I’ve quickly hacked a version of restic together that compresses most data with the “snappy” algorithm (moderate compression, very fast), and ended up with 853MiB repository size, which is quite similar to the other programs (duplicacy: 834MiB).

So, in order to improve the situation we need to add compression, which requires changing the repo format. This is tracked here: https://github.com/restic/restic/issues/21


#5

Thank you so much for explaining it. I was really curious because restic was the only one to diverge from the other solutions.

Is there any projection about the release of the new repo format? I took a look ate the issues and they have quite a few time. Just curious, I’ve been reading a few issue topics and love the way this project is managed.

Thank you once again.


#6

No, there isn’t. We (and particularly I) am currently busing with two different issues:

I’m very glad to hear that! Would you mind elaborating a bit what you particularly like, or what we do differently from other projects? It’d really help me and the other contributors :slight_smile:


#7

I have been testing Restic, Borg, and Duplicacy as my potential backup solutions over the last couple of weeks.

Right now, I have the same data (a user home directory) being backed up to both restic and duplicacy repos. Each repo is on a different dataset on my NAS, so I can track their size.

Both of them are backing up the same data and I tried to create the same EXCLUDES for each, although there may be some inconsistencies in the excludes (duplicacy excludes are dead freakin simple).

My Restic dataset/repo is 50.1GiB while my Duplicacy dataset/repo is 50.0 GiB.

While this is not a ‘scientific’ test, or accurate by any means, I can say that they seem to be pretty much on par with each other. Speed is almost negligible between them. Restic takes slightly longer, but not enough to concern myself with on regular backups. Overall I am heavily leaning toward Duplicacy right now, but I do have a few months to decide.


#8

Very interesting, thanks for the data point! That’s real-life data (not artificially generated or just one subtype of file, like source code)?

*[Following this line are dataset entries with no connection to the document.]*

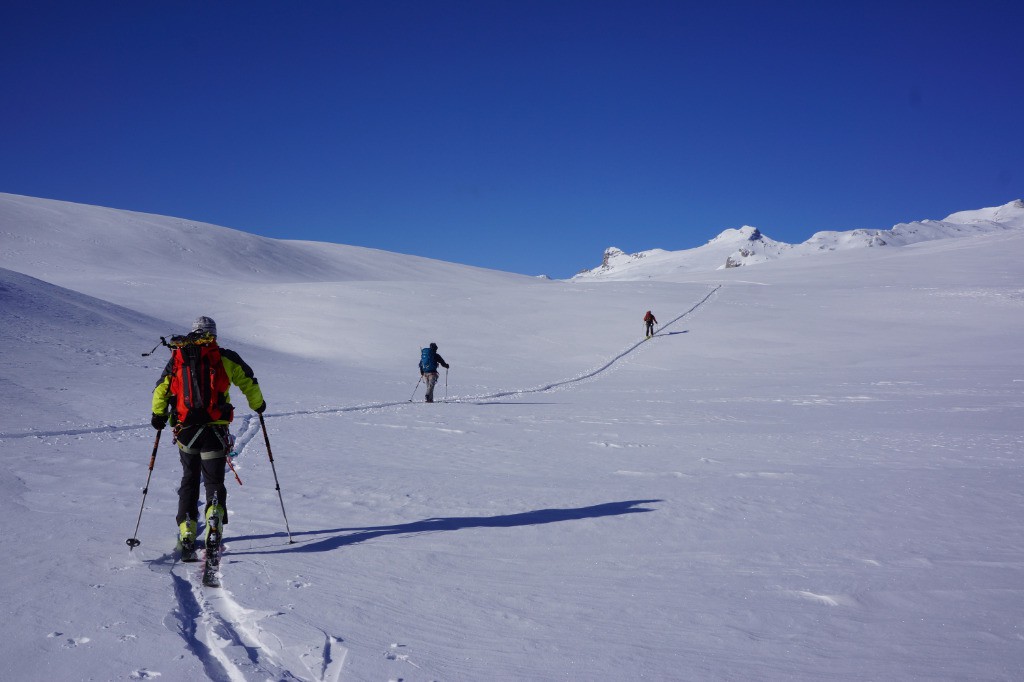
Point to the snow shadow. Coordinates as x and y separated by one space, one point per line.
343 537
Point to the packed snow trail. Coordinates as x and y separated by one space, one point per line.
250 424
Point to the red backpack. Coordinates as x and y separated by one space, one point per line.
199 382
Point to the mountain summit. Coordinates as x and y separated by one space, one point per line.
749 246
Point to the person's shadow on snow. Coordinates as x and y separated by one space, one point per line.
343 537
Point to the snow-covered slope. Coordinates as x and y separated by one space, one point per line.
748 246
811 471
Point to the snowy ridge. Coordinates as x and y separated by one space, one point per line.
748 246
807 462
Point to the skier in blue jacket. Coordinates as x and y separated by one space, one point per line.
429 359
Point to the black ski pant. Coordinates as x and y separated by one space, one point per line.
205 463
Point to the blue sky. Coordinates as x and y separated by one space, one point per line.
518 135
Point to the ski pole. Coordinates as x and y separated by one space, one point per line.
230 463
276 484
134 542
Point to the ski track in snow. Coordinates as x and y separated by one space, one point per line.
226 638
229 642
249 425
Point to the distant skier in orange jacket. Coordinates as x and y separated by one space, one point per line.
649 321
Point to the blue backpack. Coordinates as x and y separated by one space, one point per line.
428 360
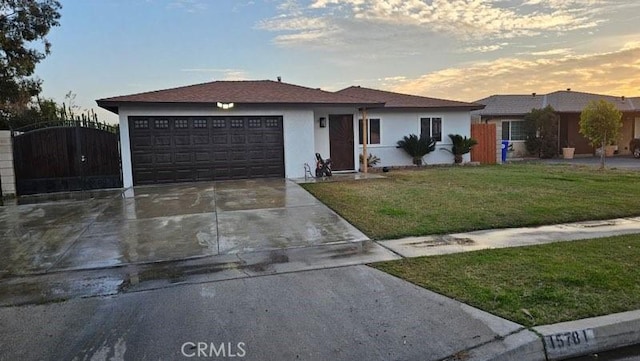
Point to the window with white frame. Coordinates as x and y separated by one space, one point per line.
373 128
431 127
514 130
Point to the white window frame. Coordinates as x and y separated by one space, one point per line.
431 118
359 130
510 121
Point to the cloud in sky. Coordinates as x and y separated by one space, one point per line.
614 73
322 21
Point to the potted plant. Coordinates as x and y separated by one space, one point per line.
568 151
460 146
417 147
372 160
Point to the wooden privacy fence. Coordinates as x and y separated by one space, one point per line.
66 156
485 151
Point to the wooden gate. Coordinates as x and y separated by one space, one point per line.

I suspected that the test with the Linux kernel code is a bit of a special case, because there restic not having compression (yet) makes the repo grow in size so much.

Glad you found two solutions that work for you. I’d be interested in which you chose ultimately (and why) :slight_smile:


#9

Yes, that is the home directory of my Fedora 26 desktop (configs, documents, pictures, etc). I have a bunch of excludes so there really is a lot more data than that.


#10

@flamingm0e, I wonder whether the 50.1GB are the whole restic repository or only the data/ subdirectory? If it’s the whole repository, how much of it is data/ and how much is index/?